Drawn To Life: Two Realms Hands On Preview (Steam)
The quirky Raposa and your drawn hero return in Drawn to Life: Two Realms, the next installment in the beloved franchise! Uncover the mystery of the Shadow and save Mike and his friends.
Pros:
- Cartoon pixel art graphics.
- 1283MB Download size.
- Steam achievements.
- Full controller support.
- Graphics-fullscreen and resolution.
- Create your own character using the powerful creator where it goes all Mario Paint allowing you to draw whatever you want on a grid. You get tools like stamps, paint fill, etc.
- Platformer puzzler and creative gameplay.
- Belleview and Rapovill-free roam and find shards, stars, coins, and other rewards along with picking up missions. You get an arrow to help navigate.
- Imagination-you go into people’s minds and do a series of platforming and puzzle levels. (sounds more graphic than it actually is-you do puzzle and platform levels that’s it)
- Your character loses armor/parts as you take damage.
- Basic tutorial pop-ups as you play.
- Different level goals like defeat all enemies, place traps and enemies to make it to the goal, and straight-up platforming.
- Uses physics for jumps like jump on an enemy to go higher.
- Day/night cycle.
- Change your character via the creator whenever you want outside of imaginations.
Cons:
- Minimal graphic settings.
- Only one control layout.
- Can’t skip cutscenes.
- No voicework during cutscenes.
- Slow starter.
- No explanation or tip pop-ups in the character creator menu.
- Takes a while to get going.
- Never sure if it’s saved.
- The character editor is better with a mouse as the pad can be a bit clunky.
- No pause button or restart button when in a level.
Summary
How this game plays out is you can explore the two worlds town hubs (Belleview and Rapoville) and can find shards, coins, and get missions from the many residents. Missions are called imaginations and, well this will sound graphic but it’s not like that, it’s just a series of words they say, you go into someone’s head and play a series of puzzle platformers. These levels have set goals like get to the door, kill all enemies, or a puzzle type variant whereby you have a number of elements to place in the level to help aid getting to the exit. The drawing part is that at the start you get free reign to draw and create your character however you see fit and add stickers for a bit more flair, it’s all playing out over grids to make drawing easy and parts of the body are broken up to make it simpler. They do give you a default body so don’t fret if you can’t be arsed, overtime you get new stickers so you can just whack them on. Gameplay-wise and it’s just a slow-paced game whereby you talk to someone, instantly forget what they said, and then do 3 levels to open the next mission.

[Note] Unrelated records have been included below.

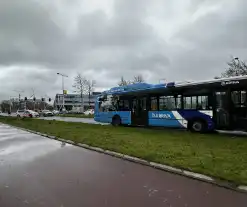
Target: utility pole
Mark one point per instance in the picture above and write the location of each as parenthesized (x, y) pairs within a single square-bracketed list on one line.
[(63, 75), (19, 92)]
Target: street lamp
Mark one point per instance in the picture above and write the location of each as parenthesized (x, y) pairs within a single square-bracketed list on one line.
[(236, 69), (63, 75)]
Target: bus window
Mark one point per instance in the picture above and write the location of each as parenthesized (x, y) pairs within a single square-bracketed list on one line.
[(154, 104), (178, 102), (202, 102), (167, 103), (239, 98), (190, 102)]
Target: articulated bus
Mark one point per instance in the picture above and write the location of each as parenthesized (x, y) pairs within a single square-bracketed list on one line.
[(218, 104)]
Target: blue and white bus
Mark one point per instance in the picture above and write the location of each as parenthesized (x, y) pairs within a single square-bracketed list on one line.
[(197, 106)]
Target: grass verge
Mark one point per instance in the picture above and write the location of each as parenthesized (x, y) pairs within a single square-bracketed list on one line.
[(76, 115), (223, 157)]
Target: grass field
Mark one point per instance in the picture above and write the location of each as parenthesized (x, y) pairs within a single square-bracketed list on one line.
[(76, 115), (224, 157)]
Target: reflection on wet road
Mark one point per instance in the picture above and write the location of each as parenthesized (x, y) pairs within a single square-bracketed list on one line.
[(37, 171), (72, 119)]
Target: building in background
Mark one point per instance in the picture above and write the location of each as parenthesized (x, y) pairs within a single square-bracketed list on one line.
[(14, 104), (74, 100)]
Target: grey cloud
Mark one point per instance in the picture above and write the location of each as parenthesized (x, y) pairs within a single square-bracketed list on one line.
[(104, 48)]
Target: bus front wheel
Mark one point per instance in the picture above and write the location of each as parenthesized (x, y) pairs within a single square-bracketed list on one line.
[(116, 121), (197, 126)]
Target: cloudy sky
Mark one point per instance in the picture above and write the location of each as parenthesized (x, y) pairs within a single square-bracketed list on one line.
[(105, 39)]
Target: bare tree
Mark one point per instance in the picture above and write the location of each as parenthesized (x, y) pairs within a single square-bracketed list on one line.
[(236, 67), (138, 79), (81, 86)]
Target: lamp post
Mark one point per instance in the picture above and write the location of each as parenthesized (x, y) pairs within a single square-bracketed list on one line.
[(237, 69), (63, 75)]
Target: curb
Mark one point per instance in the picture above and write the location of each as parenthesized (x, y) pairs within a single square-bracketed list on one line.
[(189, 174)]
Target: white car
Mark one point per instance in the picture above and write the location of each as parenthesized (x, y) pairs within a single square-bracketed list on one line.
[(27, 113), (89, 112)]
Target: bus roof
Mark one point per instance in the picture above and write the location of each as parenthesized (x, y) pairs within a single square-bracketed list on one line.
[(145, 87)]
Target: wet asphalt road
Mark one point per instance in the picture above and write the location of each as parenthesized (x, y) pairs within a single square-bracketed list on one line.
[(67, 119), (73, 119), (37, 171)]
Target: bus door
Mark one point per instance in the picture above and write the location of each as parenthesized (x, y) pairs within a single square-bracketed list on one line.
[(222, 115), (139, 112), (239, 109)]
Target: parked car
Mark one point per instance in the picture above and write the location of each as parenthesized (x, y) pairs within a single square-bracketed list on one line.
[(47, 113), (27, 113), (89, 112)]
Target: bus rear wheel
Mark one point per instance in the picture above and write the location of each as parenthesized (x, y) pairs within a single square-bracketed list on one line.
[(116, 121), (197, 126)]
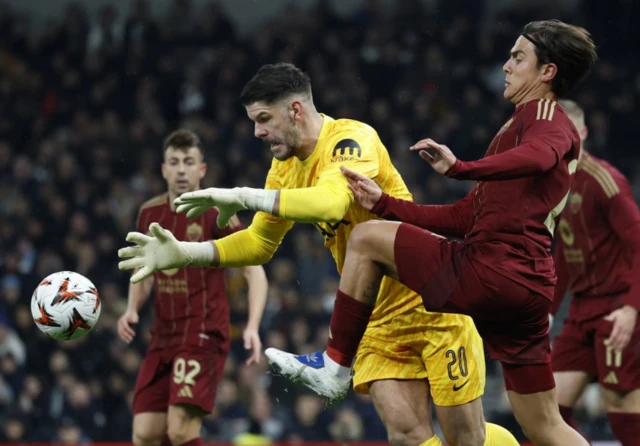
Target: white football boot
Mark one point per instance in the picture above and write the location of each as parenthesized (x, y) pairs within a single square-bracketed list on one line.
[(311, 371)]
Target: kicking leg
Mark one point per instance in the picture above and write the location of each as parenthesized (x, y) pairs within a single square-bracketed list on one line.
[(370, 256), (149, 428), (532, 394), (570, 386), (403, 407), (623, 408)]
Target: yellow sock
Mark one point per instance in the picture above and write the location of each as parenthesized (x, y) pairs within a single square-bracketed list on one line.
[(433, 441), (499, 436)]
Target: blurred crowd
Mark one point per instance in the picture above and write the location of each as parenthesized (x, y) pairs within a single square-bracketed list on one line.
[(85, 102)]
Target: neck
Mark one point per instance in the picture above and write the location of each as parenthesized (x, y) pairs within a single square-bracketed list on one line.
[(310, 134), (536, 94)]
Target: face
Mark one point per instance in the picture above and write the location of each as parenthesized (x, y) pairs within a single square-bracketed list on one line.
[(278, 125), (523, 76), (183, 170)]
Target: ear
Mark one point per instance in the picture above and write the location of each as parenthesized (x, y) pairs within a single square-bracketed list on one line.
[(584, 133), (549, 71)]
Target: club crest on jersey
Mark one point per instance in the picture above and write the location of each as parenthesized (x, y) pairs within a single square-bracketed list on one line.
[(194, 232), (346, 150), (575, 202)]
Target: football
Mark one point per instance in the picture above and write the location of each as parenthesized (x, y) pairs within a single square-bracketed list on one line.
[(65, 305)]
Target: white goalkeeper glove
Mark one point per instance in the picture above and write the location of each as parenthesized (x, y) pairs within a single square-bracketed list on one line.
[(228, 202), (161, 251)]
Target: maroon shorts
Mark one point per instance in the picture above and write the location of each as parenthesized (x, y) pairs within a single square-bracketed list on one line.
[(185, 375), (580, 347), (512, 320)]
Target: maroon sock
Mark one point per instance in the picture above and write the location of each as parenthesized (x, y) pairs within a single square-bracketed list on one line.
[(625, 427), (348, 324), (567, 416)]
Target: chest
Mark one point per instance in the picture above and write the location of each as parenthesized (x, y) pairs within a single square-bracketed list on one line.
[(580, 217), (508, 137)]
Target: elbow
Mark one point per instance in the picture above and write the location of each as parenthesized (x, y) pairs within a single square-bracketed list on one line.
[(336, 207)]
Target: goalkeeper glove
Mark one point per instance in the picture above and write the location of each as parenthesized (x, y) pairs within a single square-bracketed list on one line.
[(161, 251), (228, 202)]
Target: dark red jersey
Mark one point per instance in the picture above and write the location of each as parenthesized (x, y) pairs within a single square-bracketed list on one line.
[(523, 184), (190, 303), (597, 253)]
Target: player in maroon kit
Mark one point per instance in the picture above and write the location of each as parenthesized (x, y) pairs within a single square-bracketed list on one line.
[(597, 258), (190, 335), (502, 274)]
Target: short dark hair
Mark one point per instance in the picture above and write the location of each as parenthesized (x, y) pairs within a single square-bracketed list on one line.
[(275, 81), (568, 46), (183, 139)]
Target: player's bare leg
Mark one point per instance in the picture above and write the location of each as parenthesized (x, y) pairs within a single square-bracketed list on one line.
[(403, 407), (184, 424), (539, 417), (463, 424), (624, 414), (569, 388), (149, 428)]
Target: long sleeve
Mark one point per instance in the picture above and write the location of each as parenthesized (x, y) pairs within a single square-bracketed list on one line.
[(543, 142), (562, 273), (525, 160), (624, 217), (447, 220), (254, 245)]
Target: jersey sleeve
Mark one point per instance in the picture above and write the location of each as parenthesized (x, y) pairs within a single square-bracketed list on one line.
[(447, 220), (562, 274), (544, 141), (232, 227), (256, 244), (623, 215)]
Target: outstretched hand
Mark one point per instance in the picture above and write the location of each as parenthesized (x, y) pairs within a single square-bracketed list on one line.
[(365, 190), (155, 252), (442, 158)]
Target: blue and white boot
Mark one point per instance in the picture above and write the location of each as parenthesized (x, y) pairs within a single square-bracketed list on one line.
[(315, 370)]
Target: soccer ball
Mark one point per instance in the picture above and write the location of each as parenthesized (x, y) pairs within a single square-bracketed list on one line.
[(66, 305)]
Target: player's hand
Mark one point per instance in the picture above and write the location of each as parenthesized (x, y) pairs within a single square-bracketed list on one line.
[(624, 322), (252, 342), (160, 251), (125, 331), (366, 192), (442, 158), (228, 202)]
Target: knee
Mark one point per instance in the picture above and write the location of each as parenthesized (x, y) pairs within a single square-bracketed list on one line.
[(362, 235), (182, 428), (412, 437), (147, 437), (467, 436)]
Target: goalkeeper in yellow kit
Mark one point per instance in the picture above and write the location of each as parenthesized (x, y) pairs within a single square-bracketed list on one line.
[(406, 354)]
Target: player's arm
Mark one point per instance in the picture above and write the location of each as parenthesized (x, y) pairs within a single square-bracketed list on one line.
[(562, 274), (543, 144), (624, 217), (139, 293), (258, 285)]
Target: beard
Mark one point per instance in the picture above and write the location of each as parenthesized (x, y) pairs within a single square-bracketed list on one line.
[(291, 142)]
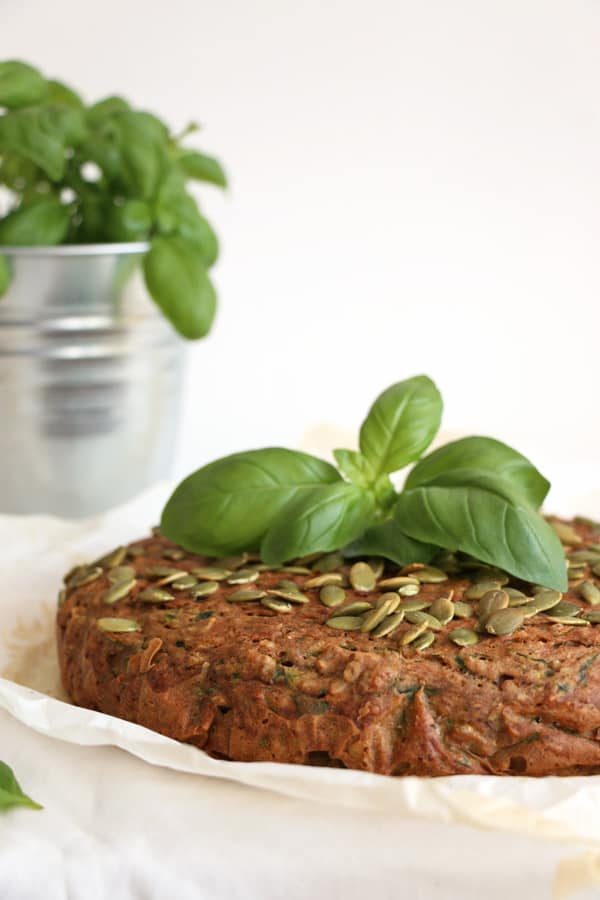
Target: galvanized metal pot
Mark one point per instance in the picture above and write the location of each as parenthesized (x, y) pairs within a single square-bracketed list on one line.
[(90, 379)]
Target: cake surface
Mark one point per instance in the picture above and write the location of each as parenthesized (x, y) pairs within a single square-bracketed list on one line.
[(270, 675)]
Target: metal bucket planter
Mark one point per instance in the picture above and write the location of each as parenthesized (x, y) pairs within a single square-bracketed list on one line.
[(90, 379)]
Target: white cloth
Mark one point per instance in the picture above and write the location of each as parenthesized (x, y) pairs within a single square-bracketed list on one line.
[(116, 827)]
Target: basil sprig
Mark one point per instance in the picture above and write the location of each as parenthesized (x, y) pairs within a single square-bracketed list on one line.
[(11, 794), (476, 495), (48, 138)]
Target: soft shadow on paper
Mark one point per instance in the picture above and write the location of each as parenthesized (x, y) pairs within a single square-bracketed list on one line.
[(31, 649)]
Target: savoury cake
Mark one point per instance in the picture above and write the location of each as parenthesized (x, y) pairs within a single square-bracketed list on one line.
[(449, 668)]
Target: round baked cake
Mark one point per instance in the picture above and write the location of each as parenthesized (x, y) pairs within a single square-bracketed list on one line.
[(452, 668)]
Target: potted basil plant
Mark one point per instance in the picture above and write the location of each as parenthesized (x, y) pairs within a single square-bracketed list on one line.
[(104, 268)]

The platforming part is basic but fine, the puzzle elements are good if you are into them but being up against it time-wise it soon outstayed its welcome. Walking around town is fine but again slow-paced and kinda uneventful. I personally just found it all slow and unengaging, I will give it a bit more time in case it opens up more but to be honest, it seems petty stuck in its way and the fact you don’t even get a restart or pause menu tells you everything. The takeaway is that Drawn To Life Two Realms is a simple platforming with puzzle elements where you can occasionally do some drawing and make it your own but the slow pace and game structure holds it back.